The Icelandic Presidency of the Nordic Council of Ministers took the initiative for a joint Nordic declaration on COP28, and the content was discussed at the latest meeting of the environment and climate ministers in Oslo on 1 November.
“The Nordic countries speak with one voice ahead of the climate negotiations, which sends an important signal to the outside world: We all see changes outside our front door, and we have a clear responsibility towards future generations. There is an urgent need for stepping up and make sure that we must at least live up to the Paris Agreement. It is up to us to make the decisions that can ensure a fair green transition on a global scale and we must pick up the pace,” says Iceland’s Minister of the Environment, Energy and Climate, Guðlaugur Þór Þórðarson.
It is up to us to make the decisions that can ensure a fair green transition on a global scale and we must pick up the pace.
From Nordic to global stocktake
At COP28, the countries of the world will take stock for the first time of global efforts to achieve the Paris Agreement goals. Called ’the global stocktake’, it will also serve as the basis for drawing up Nationally Determined Contributions (NDCs) for the period up to 2035.

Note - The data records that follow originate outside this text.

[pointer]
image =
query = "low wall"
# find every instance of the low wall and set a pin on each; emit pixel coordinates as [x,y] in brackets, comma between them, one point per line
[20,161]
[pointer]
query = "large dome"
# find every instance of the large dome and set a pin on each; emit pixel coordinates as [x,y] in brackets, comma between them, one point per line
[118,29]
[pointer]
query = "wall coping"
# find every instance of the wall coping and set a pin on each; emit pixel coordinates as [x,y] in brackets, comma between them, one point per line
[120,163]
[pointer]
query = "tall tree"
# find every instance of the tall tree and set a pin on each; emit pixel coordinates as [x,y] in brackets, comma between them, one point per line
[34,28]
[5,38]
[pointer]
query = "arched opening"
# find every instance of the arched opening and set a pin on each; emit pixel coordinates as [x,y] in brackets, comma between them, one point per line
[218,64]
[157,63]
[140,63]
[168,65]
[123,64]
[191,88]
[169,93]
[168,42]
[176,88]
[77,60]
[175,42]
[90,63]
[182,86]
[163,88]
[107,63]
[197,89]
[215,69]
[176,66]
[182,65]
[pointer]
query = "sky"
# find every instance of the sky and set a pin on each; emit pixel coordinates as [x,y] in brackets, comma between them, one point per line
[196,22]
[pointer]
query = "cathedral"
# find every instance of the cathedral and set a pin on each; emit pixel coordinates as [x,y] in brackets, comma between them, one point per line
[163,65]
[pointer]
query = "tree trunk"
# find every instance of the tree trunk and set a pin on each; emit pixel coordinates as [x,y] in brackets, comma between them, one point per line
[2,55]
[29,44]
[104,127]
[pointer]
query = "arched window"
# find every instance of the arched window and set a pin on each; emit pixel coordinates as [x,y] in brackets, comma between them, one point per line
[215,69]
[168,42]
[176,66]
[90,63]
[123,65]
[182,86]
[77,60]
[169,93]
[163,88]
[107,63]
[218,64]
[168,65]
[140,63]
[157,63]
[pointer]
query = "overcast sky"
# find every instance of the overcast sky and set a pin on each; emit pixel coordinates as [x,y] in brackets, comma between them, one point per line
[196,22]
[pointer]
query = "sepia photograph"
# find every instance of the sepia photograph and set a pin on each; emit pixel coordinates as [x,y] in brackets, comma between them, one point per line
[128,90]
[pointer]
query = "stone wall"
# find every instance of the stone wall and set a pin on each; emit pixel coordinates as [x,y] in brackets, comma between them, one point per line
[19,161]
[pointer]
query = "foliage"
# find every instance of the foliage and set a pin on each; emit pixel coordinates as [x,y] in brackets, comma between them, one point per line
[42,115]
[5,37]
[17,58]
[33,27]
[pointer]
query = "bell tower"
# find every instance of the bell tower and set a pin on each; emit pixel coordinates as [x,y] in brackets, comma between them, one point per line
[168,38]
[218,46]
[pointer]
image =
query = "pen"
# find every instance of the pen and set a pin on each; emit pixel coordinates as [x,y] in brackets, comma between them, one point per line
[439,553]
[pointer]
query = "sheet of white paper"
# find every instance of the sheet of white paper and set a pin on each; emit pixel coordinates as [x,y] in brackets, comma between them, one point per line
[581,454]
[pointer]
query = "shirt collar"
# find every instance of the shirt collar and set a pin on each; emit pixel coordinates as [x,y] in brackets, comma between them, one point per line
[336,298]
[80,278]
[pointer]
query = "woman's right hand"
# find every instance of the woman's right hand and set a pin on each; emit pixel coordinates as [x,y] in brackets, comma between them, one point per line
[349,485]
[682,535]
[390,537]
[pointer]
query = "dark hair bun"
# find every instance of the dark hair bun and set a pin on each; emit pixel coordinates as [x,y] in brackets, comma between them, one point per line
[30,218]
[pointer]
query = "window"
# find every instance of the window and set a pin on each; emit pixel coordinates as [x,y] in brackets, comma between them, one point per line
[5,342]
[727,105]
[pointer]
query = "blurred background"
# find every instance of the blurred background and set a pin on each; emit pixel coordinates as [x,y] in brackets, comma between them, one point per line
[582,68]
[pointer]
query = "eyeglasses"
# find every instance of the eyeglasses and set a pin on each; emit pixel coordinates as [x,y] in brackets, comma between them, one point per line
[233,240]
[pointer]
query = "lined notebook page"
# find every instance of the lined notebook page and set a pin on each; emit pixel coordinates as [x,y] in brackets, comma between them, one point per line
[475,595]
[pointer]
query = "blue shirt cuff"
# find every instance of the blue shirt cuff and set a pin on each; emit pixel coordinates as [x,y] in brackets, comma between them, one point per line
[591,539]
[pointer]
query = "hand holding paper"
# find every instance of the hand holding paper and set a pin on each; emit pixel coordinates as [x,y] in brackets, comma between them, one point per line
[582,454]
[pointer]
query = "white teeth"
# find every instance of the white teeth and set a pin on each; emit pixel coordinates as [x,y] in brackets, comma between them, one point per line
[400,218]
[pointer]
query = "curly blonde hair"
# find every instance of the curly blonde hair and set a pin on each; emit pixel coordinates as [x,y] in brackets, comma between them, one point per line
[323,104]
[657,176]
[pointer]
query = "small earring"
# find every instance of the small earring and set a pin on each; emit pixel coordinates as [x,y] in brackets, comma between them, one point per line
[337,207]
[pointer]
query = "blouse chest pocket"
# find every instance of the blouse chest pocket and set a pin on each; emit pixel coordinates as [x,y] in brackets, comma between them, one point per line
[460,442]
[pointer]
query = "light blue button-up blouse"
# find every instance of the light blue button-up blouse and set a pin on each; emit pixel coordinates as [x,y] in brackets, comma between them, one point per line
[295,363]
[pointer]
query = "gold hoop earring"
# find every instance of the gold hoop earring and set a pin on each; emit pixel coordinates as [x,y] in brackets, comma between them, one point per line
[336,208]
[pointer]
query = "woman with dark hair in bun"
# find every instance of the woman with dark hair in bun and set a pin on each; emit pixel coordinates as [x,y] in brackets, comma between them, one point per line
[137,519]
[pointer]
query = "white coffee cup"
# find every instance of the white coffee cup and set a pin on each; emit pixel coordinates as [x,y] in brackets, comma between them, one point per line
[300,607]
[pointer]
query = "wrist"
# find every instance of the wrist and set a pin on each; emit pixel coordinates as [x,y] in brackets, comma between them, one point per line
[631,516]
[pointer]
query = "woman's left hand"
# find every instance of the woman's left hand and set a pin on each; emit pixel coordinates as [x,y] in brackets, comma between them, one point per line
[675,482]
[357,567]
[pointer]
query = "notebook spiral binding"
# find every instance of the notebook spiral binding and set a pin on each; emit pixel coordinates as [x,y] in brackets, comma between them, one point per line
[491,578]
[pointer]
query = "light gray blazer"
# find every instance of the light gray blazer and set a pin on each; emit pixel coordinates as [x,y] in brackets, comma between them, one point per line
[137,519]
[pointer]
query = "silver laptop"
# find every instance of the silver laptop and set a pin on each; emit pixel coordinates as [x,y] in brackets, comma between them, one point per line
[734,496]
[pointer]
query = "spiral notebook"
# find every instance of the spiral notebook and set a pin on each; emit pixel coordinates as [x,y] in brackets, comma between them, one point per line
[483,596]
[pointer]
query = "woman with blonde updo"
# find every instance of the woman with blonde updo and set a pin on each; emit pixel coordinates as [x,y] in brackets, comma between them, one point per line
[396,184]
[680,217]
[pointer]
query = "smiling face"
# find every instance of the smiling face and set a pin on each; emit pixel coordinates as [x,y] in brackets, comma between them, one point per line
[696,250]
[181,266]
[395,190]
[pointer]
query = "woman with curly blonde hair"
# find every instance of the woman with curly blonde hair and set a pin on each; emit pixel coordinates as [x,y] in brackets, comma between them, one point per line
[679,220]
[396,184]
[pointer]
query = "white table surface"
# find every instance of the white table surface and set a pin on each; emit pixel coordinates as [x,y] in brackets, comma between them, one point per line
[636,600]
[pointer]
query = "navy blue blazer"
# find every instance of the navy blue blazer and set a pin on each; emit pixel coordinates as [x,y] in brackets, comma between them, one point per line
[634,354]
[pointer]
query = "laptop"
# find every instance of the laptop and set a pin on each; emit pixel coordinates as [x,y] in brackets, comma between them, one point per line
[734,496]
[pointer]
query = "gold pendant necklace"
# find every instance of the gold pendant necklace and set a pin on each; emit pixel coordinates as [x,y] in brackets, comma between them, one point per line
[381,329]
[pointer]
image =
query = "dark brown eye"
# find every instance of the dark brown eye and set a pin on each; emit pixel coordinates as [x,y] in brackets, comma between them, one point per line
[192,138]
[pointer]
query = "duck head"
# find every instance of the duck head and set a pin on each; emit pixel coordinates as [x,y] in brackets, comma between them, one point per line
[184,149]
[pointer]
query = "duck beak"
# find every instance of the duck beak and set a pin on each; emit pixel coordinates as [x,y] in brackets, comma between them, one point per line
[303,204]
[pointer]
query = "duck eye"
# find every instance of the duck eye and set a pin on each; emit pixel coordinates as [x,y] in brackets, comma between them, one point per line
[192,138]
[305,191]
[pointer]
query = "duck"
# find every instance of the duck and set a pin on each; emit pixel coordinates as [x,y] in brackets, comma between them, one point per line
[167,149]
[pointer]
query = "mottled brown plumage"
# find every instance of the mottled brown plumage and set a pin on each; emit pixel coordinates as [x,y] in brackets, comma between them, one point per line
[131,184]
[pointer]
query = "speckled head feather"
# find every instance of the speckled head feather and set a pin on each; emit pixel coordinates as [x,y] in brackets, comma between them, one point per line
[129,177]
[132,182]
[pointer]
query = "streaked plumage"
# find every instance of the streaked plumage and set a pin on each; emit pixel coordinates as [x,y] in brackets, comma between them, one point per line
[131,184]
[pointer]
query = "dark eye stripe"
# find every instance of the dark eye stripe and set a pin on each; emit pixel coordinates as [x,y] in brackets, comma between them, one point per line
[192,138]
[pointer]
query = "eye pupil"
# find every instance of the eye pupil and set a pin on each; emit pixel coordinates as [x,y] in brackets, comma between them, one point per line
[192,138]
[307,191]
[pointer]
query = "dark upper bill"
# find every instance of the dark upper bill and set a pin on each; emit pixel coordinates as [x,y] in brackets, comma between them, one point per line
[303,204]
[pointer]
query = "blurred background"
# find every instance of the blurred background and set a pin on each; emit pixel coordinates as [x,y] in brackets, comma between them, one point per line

The Nordic countries have completed the “Nordic Stocktake – Pathways to Climate Neutrality” project, which takes stock of the Nordic Region’s joint journey towards becoming a climate-neutral region. The project lists specific instructions on where to take action to fulfil the climate-neutral ambitions. The ministers endorse those ideas in the declaration.
“Clean energy transition plays a vital role if we are to reach our climate goals and keep 1.5 degrees within reach. And we have the tools and resources to ensure that the transition also creates a society that is at least as attractive as the one we have today,” the minister adds.
We have the tools and resources to ensure that the transition also creates a society that is at least as attractive as the one we have today.